高校課程(数ⅠA、数ⅡB、数Ⅲ)を一通り終えた段階ではまだ入試問題が解けません。その理由は2つあります。

一つは「分かる」と「できる」の間に距離があることです。「分かったけれども、細かい技術が使いこなせるところまで到達していない」という状態では入試問題を解くことができません。

もう一つは高校課程に加えて「入試の常識」というものがその上にあり、これを知らないと発想自体が難しいと思われる問題が存在します。

演習1ではこれら2つの課題の克服を目標にしています。特に入試の中心は数ⅡBなので、上半期ではその数ⅡBにおける「入試の常識」を確認し、基礎的入試問題が解けるようになるためのトレーニングをしてきました。そして下半期に入ってからは数ⅠAにおける「入試の常識」を学んできましたが、それが前回で終了し、今日から再び数ⅡBをします。上半期に比べて問題のレベルはそんなに上がっていません。つまり、上半期で難しいと感じていた問題がいよいよ自力で解けるような段階に入ってきているはずだと思うのです。

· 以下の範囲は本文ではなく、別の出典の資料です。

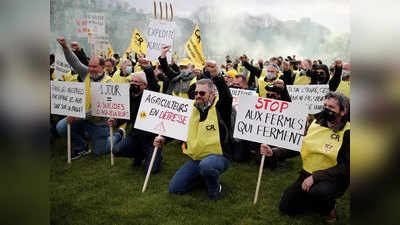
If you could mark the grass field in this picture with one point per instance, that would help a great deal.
(89, 191)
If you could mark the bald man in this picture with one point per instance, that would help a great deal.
(95, 127)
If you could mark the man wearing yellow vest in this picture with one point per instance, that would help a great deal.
(340, 81)
(180, 81)
(325, 155)
(96, 128)
(208, 137)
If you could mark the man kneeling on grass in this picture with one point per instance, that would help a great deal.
(208, 137)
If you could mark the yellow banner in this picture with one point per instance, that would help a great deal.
(138, 44)
(194, 48)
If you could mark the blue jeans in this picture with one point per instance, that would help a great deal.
(97, 133)
(209, 168)
(139, 147)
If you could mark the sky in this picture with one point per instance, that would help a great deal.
(334, 14)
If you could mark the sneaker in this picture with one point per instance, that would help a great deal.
(331, 218)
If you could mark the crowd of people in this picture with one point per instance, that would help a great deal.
(210, 145)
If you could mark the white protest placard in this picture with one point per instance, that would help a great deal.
(271, 122)
(236, 93)
(68, 98)
(100, 44)
(61, 65)
(96, 22)
(310, 95)
(159, 34)
(110, 100)
(163, 114)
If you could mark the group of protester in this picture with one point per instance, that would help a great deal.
(325, 150)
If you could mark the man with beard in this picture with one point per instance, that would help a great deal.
(95, 127)
(208, 137)
(138, 144)
(325, 157)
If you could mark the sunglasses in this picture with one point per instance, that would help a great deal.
(201, 93)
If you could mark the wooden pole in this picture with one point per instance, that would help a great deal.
(259, 179)
(149, 170)
(69, 143)
(112, 145)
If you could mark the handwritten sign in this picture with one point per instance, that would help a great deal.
(110, 100)
(271, 122)
(312, 96)
(164, 114)
(96, 22)
(159, 33)
(236, 93)
(68, 98)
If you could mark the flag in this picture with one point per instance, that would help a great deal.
(138, 44)
(194, 48)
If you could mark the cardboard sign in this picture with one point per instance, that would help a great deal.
(68, 98)
(61, 65)
(163, 114)
(159, 34)
(96, 22)
(236, 93)
(313, 96)
(271, 122)
(110, 100)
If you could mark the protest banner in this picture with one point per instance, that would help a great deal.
(100, 44)
(96, 22)
(110, 100)
(194, 49)
(271, 122)
(68, 99)
(236, 93)
(159, 34)
(164, 115)
(310, 95)
(61, 65)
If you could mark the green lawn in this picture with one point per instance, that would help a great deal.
(89, 191)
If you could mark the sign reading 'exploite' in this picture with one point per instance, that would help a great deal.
(164, 114)
(68, 98)
(110, 100)
(159, 34)
(312, 96)
(271, 122)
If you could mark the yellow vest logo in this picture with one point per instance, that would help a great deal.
(143, 115)
(328, 147)
(210, 127)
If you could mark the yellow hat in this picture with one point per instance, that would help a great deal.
(184, 62)
(231, 73)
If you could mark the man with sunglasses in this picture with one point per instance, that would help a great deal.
(208, 137)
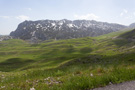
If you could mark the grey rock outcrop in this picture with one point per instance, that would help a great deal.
(62, 29)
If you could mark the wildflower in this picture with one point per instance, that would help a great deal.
(2, 86)
(91, 75)
(32, 88)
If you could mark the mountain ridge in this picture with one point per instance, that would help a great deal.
(63, 29)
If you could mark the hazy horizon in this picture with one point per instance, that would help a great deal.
(111, 11)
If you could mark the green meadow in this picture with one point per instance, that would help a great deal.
(72, 64)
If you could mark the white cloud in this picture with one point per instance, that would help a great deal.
(22, 17)
(5, 17)
(90, 16)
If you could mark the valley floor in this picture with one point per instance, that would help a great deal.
(73, 64)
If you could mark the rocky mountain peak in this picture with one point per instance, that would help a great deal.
(62, 29)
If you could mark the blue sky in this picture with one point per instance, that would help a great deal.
(13, 12)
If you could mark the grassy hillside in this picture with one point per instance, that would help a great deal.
(73, 64)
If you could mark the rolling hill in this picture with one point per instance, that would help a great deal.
(71, 64)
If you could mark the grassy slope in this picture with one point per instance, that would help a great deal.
(74, 64)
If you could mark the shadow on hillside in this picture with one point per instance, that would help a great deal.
(121, 42)
(14, 64)
(103, 60)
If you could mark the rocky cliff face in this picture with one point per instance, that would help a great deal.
(62, 29)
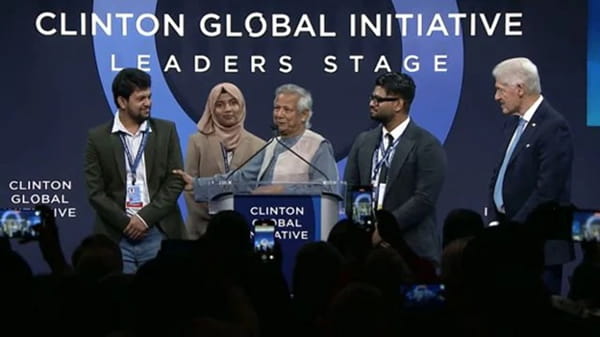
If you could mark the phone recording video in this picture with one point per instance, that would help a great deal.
(264, 239)
(423, 296)
(362, 206)
(20, 223)
(586, 226)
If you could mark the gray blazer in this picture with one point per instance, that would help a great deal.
(415, 179)
(105, 178)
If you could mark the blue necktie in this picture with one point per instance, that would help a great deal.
(498, 199)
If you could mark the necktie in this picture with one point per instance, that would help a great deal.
(384, 166)
(498, 198)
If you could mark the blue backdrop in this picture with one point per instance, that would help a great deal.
(59, 62)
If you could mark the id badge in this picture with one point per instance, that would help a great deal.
(134, 197)
(380, 194)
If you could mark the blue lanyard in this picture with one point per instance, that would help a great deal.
(134, 163)
(225, 159)
(385, 157)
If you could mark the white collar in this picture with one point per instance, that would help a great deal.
(528, 115)
(397, 131)
(119, 127)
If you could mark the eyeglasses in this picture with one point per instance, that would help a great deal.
(378, 99)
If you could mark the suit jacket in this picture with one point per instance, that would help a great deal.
(538, 171)
(105, 174)
(204, 158)
(415, 178)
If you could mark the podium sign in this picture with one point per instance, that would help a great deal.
(297, 221)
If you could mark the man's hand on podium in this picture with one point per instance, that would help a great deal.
(188, 179)
(269, 189)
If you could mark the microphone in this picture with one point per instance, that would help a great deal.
(275, 130)
(251, 157)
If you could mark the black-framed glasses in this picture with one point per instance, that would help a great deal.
(379, 99)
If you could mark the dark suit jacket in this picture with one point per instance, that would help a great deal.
(539, 170)
(415, 179)
(105, 177)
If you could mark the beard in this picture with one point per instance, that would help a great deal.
(380, 118)
(141, 117)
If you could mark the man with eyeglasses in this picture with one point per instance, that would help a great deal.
(404, 164)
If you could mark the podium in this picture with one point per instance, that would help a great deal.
(303, 212)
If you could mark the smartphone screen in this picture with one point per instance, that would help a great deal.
(264, 239)
(20, 223)
(423, 296)
(362, 206)
(586, 225)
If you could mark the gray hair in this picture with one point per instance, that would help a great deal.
(518, 70)
(304, 99)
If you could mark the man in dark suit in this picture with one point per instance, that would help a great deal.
(128, 166)
(535, 164)
(403, 163)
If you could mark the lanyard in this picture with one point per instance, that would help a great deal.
(134, 163)
(384, 157)
(225, 158)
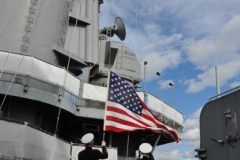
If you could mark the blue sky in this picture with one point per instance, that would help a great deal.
(184, 40)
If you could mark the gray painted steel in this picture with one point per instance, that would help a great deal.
(220, 128)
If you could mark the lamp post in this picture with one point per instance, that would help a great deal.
(145, 98)
(158, 74)
(171, 84)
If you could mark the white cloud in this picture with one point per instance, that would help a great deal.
(235, 84)
(226, 72)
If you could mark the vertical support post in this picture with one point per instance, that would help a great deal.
(144, 87)
(156, 142)
(217, 85)
(110, 140)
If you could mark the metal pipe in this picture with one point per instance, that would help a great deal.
(217, 85)
(144, 87)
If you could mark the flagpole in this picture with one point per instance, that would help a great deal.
(156, 142)
(106, 105)
(127, 147)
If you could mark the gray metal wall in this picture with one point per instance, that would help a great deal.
(220, 122)
(32, 27)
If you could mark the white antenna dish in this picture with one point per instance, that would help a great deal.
(118, 28)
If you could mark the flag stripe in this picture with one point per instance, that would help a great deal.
(120, 109)
(118, 115)
(125, 111)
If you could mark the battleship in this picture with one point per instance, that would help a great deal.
(219, 132)
(54, 63)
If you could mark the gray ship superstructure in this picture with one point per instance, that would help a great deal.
(45, 46)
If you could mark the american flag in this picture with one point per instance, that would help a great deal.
(125, 111)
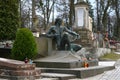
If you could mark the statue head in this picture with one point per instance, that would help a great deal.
(58, 21)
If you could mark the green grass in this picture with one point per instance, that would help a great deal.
(110, 56)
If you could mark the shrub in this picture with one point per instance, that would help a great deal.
(24, 45)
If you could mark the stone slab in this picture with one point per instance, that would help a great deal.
(63, 59)
(18, 70)
(80, 72)
(75, 64)
(58, 75)
(15, 65)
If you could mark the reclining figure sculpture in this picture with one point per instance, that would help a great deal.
(61, 36)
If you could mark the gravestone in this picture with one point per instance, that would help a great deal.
(18, 70)
(83, 23)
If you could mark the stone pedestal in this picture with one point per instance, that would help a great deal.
(83, 24)
(85, 37)
(18, 70)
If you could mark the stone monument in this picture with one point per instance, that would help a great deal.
(83, 23)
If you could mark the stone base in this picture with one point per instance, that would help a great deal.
(18, 70)
(63, 59)
(79, 72)
(75, 64)
(85, 37)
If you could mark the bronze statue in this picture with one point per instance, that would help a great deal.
(60, 35)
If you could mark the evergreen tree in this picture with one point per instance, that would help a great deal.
(9, 19)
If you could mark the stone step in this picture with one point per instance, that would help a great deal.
(35, 72)
(47, 79)
(58, 75)
(15, 65)
(79, 72)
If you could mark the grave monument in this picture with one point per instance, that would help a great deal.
(64, 58)
(83, 23)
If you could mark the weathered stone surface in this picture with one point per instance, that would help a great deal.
(63, 59)
(18, 70)
(15, 65)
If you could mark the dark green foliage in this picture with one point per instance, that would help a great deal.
(9, 19)
(24, 45)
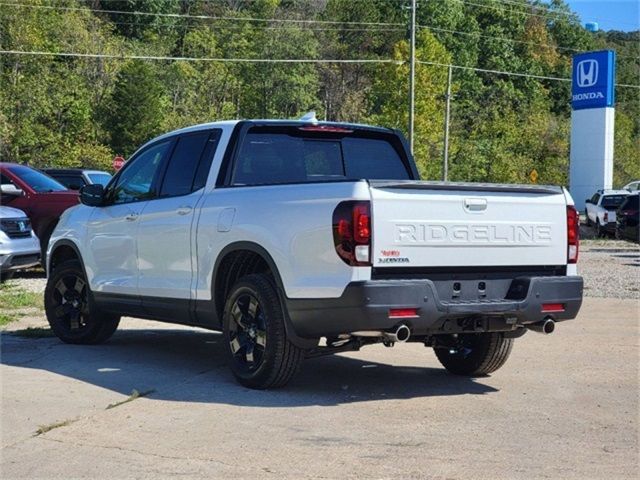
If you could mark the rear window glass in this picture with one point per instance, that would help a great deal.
(39, 181)
(272, 158)
(632, 202)
(613, 201)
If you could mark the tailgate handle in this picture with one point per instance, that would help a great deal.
(475, 204)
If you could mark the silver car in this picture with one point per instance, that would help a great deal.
(19, 246)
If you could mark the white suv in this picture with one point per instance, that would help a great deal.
(280, 233)
(19, 246)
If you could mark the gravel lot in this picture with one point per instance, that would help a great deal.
(611, 269)
(564, 406)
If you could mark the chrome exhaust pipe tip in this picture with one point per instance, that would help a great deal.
(546, 326)
(402, 333)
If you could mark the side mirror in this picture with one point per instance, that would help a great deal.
(92, 195)
(12, 190)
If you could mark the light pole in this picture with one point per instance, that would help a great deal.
(412, 72)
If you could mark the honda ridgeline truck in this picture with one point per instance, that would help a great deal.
(298, 239)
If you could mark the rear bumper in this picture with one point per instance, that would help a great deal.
(365, 306)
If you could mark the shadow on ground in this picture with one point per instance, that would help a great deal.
(189, 366)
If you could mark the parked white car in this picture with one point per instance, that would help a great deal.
(19, 246)
(600, 210)
(281, 233)
(632, 186)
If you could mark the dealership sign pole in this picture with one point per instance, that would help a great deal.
(592, 124)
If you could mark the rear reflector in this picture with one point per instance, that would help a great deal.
(552, 307)
(573, 234)
(403, 312)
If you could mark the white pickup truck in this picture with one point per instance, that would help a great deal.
(299, 238)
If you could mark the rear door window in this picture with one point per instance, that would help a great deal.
(189, 164)
(613, 201)
(267, 158)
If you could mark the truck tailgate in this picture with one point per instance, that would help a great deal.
(430, 224)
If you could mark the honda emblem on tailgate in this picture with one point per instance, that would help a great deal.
(587, 73)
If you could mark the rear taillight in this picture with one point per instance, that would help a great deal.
(573, 234)
(352, 232)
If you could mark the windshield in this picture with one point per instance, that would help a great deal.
(99, 178)
(37, 180)
(613, 201)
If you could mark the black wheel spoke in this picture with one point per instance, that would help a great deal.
(78, 286)
(62, 310)
(261, 338)
(61, 288)
(248, 335)
(74, 320)
(249, 354)
(252, 308)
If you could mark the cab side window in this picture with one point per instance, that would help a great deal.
(136, 181)
(189, 165)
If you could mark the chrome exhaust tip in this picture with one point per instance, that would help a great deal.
(400, 335)
(546, 327)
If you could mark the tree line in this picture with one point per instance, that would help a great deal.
(81, 111)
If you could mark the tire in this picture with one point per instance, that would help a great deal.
(69, 311)
(258, 351)
(476, 354)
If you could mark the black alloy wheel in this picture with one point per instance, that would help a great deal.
(68, 307)
(258, 350)
(247, 332)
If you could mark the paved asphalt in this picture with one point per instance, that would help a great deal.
(564, 406)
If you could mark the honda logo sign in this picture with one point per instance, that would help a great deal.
(593, 80)
(587, 73)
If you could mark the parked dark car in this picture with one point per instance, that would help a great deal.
(41, 197)
(628, 219)
(76, 178)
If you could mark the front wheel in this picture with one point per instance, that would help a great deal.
(475, 354)
(66, 303)
(259, 353)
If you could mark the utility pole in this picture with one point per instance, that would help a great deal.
(412, 73)
(445, 162)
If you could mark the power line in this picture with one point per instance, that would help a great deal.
(201, 17)
(285, 60)
(199, 59)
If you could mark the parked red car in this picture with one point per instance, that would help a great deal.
(41, 197)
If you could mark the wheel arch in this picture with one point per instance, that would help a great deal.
(221, 283)
(62, 251)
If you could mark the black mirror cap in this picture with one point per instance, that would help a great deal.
(92, 195)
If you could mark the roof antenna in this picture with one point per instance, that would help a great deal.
(309, 117)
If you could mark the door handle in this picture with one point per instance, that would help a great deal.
(184, 210)
(475, 204)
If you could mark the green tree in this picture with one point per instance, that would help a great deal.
(136, 109)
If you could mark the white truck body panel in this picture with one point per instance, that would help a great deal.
(452, 228)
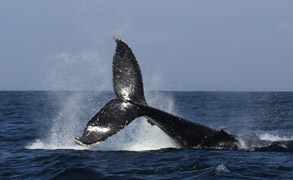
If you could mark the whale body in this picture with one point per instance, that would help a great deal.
(130, 104)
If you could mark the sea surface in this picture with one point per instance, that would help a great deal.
(37, 131)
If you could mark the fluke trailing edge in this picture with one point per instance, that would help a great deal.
(131, 104)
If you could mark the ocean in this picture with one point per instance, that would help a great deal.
(37, 131)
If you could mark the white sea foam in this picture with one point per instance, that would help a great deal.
(75, 71)
(274, 138)
(222, 168)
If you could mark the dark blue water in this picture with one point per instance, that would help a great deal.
(37, 129)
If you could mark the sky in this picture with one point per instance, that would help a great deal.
(203, 45)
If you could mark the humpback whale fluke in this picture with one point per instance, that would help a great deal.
(131, 104)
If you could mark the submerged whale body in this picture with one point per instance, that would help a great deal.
(131, 104)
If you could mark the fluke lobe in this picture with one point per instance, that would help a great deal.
(130, 104)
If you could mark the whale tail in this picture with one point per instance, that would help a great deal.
(131, 104)
(119, 112)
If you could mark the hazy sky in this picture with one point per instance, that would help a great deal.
(181, 45)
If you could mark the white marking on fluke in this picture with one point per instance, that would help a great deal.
(98, 129)
(125, 93)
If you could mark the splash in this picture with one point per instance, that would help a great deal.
(222, 168)
(76, 71)
(137, 136)
(65, 126)
(274, 138)
(140, 135)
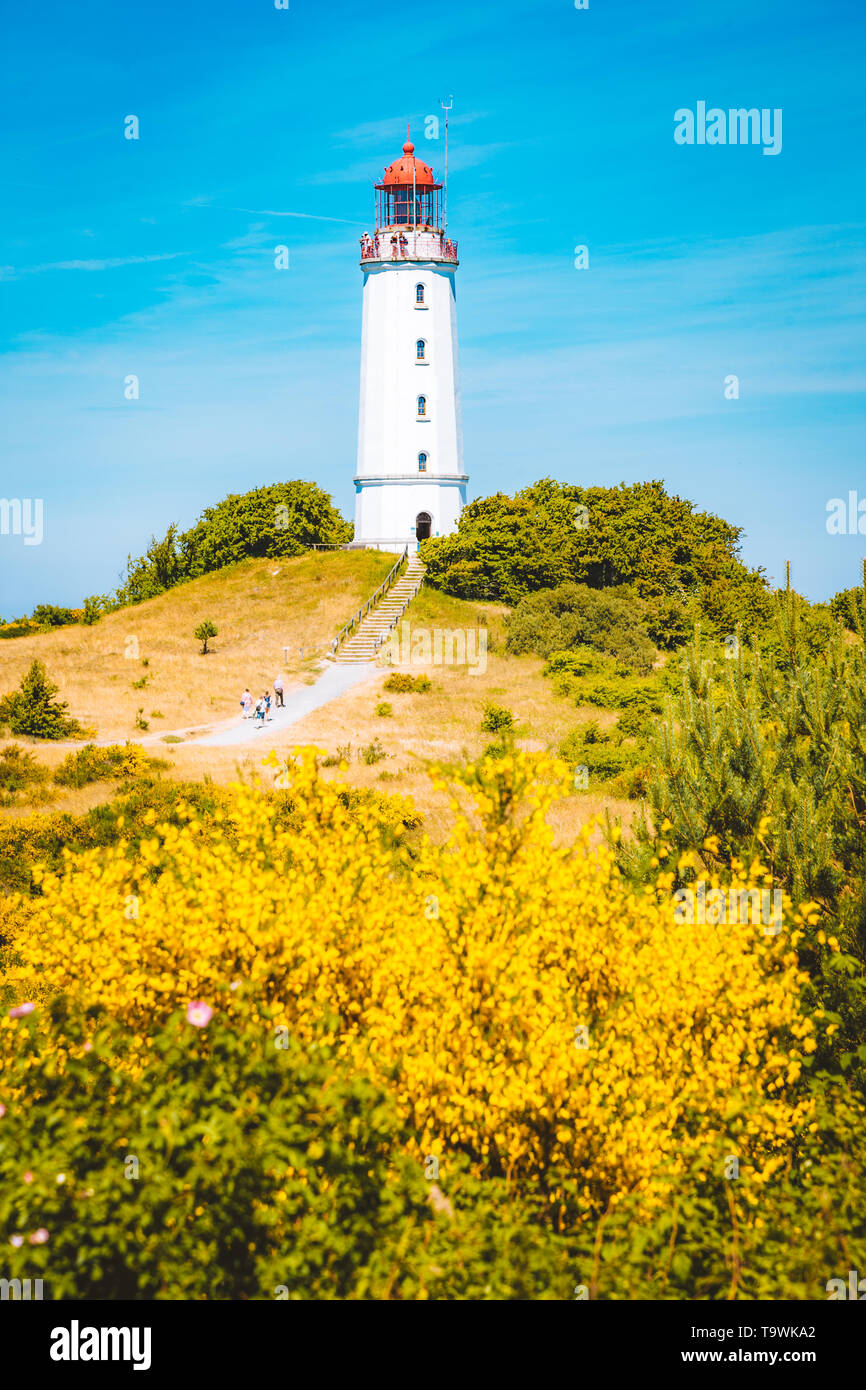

演習のクラスに入ると反転授業で数ⅠA、数ⅡB、数Ⅲを学んでいたときより予習の負担がずっと軽くなります。それは「楽をしていい」ということではなく、できた時間的余裕を復習に充ててほしいということです。

自力で解けなかった問題をもう一度解いてみるのです。たとえば解答を見て理解した後、解答を見ないで再現してみるという作業は、一見無意味に思えます。しかし実際にやってみると、解答を理解したと思った直後であっても、再現に苦しむことがあります。まず「どうだったっけ?」と単純に詰まる場面もありますし、解答を見ていたときはさも当然の論理展開だと思われていたところが、いざ自分で書き始めてみると「どうしてそうするのだろう?」と疑問に感じ始めるのです。ましてや、しばらく時間をおいて解き直してみると、解ける保証はまるでありません。私の経験では半分解ければいい方でした。

演習1のクラスでは予習の負担が軽くなった分だけ復習に力を入れて欲しいわけで、それをちゃんとやっていたとすればいよいよその効果を実感するときが今だということです。理想的に進んでいたとすれば阪大の問題がすらすら解けるようになっていることでしょう!

これを土台に演習2に進めば、東大・京大の問題が解けるようになります。